Lecturer, Department of French and Italian, Autumn 2025 and Winter 2026
2020: Ph.D., French, Stanford University
2014: M.A., Communication - Media Studies, Stanford University
2014: B.A., French, with Honors, with Distinction, Stanford University

Dr. Chloe Summers Edmondson specializes in the literature and history of early modern France. Her research is situated at the crossroads of literary criticism, cultural history, and media studies. She earned a Ph.D. in 2020 in the department of French and Italian at Stanford University. 
 
Her current book project, provisionally entitled Penning Personas: The Epistolary Culture of the Ancien Régime, charts the emergence of practices for building a socially-oriented persona through letters. Her research traces how letter writers used these practices to present themselves to society through their social networks, from the court society of seventeenth-century France through the Enlightenment. This history of letter-writing practices in the ancien régime thus not only provides a new perspective on early modern epistolary culture, but it also speaks to issues of mediated social expression today.

In addition, Chloe is the France-Stanford Center Fellow for the Roxane Debuisson Collection on Paris History. This fellowship supports archival work processing the newly acquired private collection on the history of Paris. 
 
Previously, her interest in the social networks of the Enlightenment led her to work on several projects in the Digital Humanities. Most notably, she co-edited the volume Networks of Enlightenment: Digital Approaches to the Republic of Letters (Oxford University Studies in the Enlightenment, Liverpool University Press, 2019).

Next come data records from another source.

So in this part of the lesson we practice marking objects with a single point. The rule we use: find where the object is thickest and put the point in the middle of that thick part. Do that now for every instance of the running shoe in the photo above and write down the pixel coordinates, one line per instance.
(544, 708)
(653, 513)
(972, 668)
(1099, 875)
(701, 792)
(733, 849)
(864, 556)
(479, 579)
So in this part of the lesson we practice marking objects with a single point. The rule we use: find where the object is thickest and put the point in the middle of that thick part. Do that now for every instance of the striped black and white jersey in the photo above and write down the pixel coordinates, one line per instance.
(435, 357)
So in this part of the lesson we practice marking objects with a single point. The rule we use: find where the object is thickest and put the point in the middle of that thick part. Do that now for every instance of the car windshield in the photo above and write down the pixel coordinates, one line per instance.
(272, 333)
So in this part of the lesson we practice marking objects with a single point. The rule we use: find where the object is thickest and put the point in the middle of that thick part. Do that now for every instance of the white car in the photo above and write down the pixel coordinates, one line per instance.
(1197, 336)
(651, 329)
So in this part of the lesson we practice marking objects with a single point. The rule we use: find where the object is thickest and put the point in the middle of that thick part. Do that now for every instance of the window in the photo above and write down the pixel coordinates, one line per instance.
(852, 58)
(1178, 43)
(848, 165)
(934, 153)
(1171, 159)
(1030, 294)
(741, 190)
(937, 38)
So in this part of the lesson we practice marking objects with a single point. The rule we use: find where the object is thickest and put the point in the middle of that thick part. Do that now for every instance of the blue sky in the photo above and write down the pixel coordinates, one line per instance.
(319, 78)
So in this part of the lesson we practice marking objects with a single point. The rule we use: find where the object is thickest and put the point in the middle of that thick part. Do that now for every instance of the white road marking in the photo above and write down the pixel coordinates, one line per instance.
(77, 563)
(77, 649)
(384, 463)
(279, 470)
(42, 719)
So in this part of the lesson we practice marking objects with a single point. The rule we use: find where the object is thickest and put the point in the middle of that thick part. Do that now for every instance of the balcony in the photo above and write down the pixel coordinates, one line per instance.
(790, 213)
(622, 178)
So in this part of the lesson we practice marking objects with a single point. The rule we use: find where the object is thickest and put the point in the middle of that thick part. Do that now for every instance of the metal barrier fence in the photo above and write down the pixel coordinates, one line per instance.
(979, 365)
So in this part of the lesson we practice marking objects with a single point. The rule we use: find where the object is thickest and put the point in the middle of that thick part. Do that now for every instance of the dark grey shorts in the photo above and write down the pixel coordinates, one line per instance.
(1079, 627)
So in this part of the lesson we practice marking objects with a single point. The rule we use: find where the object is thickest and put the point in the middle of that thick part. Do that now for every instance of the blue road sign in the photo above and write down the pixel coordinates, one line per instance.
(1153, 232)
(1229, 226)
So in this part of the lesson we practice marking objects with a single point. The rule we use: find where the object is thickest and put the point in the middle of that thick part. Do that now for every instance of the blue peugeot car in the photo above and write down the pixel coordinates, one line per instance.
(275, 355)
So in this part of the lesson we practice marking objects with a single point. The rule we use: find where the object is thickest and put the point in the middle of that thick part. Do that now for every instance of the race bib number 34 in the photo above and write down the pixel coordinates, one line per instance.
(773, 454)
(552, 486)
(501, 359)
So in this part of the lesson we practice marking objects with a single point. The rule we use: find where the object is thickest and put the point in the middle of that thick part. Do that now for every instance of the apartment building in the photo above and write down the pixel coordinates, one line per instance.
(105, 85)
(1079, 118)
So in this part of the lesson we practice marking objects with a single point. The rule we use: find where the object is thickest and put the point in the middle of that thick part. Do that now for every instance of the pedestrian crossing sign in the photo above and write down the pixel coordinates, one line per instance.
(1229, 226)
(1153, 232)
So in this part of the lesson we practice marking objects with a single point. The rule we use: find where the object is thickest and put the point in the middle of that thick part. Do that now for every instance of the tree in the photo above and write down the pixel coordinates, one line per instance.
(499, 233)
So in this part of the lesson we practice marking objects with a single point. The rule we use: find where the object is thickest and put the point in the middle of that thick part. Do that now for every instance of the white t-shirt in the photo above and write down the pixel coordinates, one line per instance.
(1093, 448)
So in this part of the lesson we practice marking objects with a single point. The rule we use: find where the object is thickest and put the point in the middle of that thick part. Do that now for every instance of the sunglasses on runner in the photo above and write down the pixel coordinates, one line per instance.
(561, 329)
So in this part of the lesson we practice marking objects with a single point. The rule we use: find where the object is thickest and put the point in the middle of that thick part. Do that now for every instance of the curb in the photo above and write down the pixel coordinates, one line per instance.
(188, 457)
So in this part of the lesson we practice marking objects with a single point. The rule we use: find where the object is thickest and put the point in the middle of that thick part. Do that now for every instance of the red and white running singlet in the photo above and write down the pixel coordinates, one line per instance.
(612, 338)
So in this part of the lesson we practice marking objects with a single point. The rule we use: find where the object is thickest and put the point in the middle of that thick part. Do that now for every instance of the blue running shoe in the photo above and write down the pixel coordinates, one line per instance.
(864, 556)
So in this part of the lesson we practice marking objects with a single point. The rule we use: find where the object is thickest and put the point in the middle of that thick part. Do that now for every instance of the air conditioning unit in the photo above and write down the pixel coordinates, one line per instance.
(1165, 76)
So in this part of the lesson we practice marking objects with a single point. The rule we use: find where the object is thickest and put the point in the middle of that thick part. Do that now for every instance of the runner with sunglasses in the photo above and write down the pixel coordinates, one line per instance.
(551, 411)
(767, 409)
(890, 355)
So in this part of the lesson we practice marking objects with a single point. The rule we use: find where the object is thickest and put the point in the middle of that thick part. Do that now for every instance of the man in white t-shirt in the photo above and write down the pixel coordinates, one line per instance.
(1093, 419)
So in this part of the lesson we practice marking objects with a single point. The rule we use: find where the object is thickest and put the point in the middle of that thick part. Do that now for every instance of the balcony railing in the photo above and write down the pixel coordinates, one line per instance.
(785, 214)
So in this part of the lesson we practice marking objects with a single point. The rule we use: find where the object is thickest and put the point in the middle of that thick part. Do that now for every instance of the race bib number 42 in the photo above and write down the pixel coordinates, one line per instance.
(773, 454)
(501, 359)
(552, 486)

Her work in this field has also been published in the Journal of Modern History, Digital Humanities Quarterly, and in the edited volume Digitizing Enlightenment: Digital Humanities and the Transformation of Eighteenth-Century Studies (Oxford University Studies in the Enlightenment, Liverpool University Press, 2020). She also served as Director of the Undergraduate Research Program at Cesta from December 2023 - June 2025. 
 
Chloe’s research has been supported by the France-Stanford Center, the Centre de recherches historiques at the École des hautes études en sciences sociales, the School of Humanities & Sciences (Stanford), and The Europe Center (Stanford). In 2018, she was a Visiting Scholar of the Voltaire Foundation at the University of Oxford. Chloe is also a member of the executive committee of the Modern Language Association LLC 18th-Century French Forum (2023-2028).
 
Since 2022, Chloe has been teaching courses in the Department of French & Italian. Topics include early modern French literature from the Middle Ages through the French Revolution, French intellectual culture, and the history of love and the genre of the novel in France, at both the undergraduate and graduate level. In the DLCL, she is co-director of the research group, "French-Speaking Worlds: Then and Now." She also served as Chair of Undergraduate Studies in French in AY22-23. 
 
Following the completion of her Ph.D., she was a lecturer in the program Civic, Liberal, and Global Education (previously Thinking Matters) from 2020 to 2022, where she taught interdisciplinary courses in creative writing, anthropology, and the impact of technology in society.